A boilerplate of the main role

dependencies:
  - role: 'centsible.dep-yum'
    yum__pkgs: '{{ elastic__pkgs }}'

However, not every role you'll need for the main goal, should be set as a dependency - there's another option, the prerequisites - roles attached in the playbook instead of main roles' meta file. What's the difference, and when to use either one?

  • dependency -- mean that the role is crucial to the proper execution of the role that depends on it. That you must absolutely use it, in order to accomplish a bigger goal of the main role.
  • prerequisite -- comes into action, when you might want something done, but not really attached to the main role; basically, when the task you'd want to accomplish is out of the scope of the main role.

Properly split Elasticsearch setup roles

- hosts: es-masters
  roles:
    - role: 'centsible.elastic-stack/centsible.es-elastic-repository'
    - role: 'centsible.elastic-stack/centsible.es-elastic'

- hosts: es-masters
  roles:
    - role: 'centsible.elastic-stack/centsible.es-filebeat'
    - role: 'centsible.elastic-stack/centsible.es-auditbeat'
    - role: 'centsible.elastic-stack/centsible.es-packetbeat'

Think of roles like they were large, heavy shopping bags, with a lot of different food products. Carrying them all at once is impossible, or at least, very, very uncomfortable and cumbersome. So, you split them - one with your lunch goes first, as the lunchtime is near - you're starving, so it's crucial for you. Then, you can grab the rest - they're not as important, yet, you still need them for dinner and tomorrows' menu. This example is also great to explain why over-granulation should definitely be avoided. Imagine that you split 20KG of one bag into 100 separate small bags. Things got heavier, as bags do have some weight too. Comfort? None.
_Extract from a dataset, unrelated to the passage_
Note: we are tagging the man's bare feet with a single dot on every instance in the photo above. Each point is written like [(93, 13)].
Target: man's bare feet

And, you do still have a serious problem on your hands, as because it's even harder to carry them, you cannot get all 100 bags at one go. If you'd split this into two, maybe three or four bags - sure, that would help. The lesson is - You should split things to make work easier, not harder. Don't split everything you touch, or you'll end up with a mini-zoo of partially useful, partially useless roles. A hell-ish mini-zoo.

Roles should have one main responsibility. Do one thing, and do it right. Depend on dependencies, give roles their roles.

Easy to change, perfectly flexible - this is the way of simple Ansible.Me, 2021

Ansible loves Jinja2

- it is a fact. Besides variable templating, which you already probably heard of, there's much, much more - filtering variable values, basic testing, etc… Check out this example:

Useful jinja2-filters

# Value manipulation
{{ eye_color | mandatory }} - Makes setting the 'eye_color' required
{{ variable | default(256) }} - Makes the variable value '256' if not set
{{ comment_value | quote }} - encloses the  'comment_value' in quotes
{{ (color == "Blue") | ternary('Yes','No', 'Cannot determine') }} - will be yes if color is 'Blue', no if it isn't, and 'Cannot determine' if value of 'color' is null
{{ the_address | ipv4 }} - checks if 'the_address' is an correct IPv4 address
{{ '127.0.0.1/24' | ipaddr('address') }} - will provide '127.0.0.1' 

To put it simply - Jinja makes playbooks easily reusable and very flexible, when done right.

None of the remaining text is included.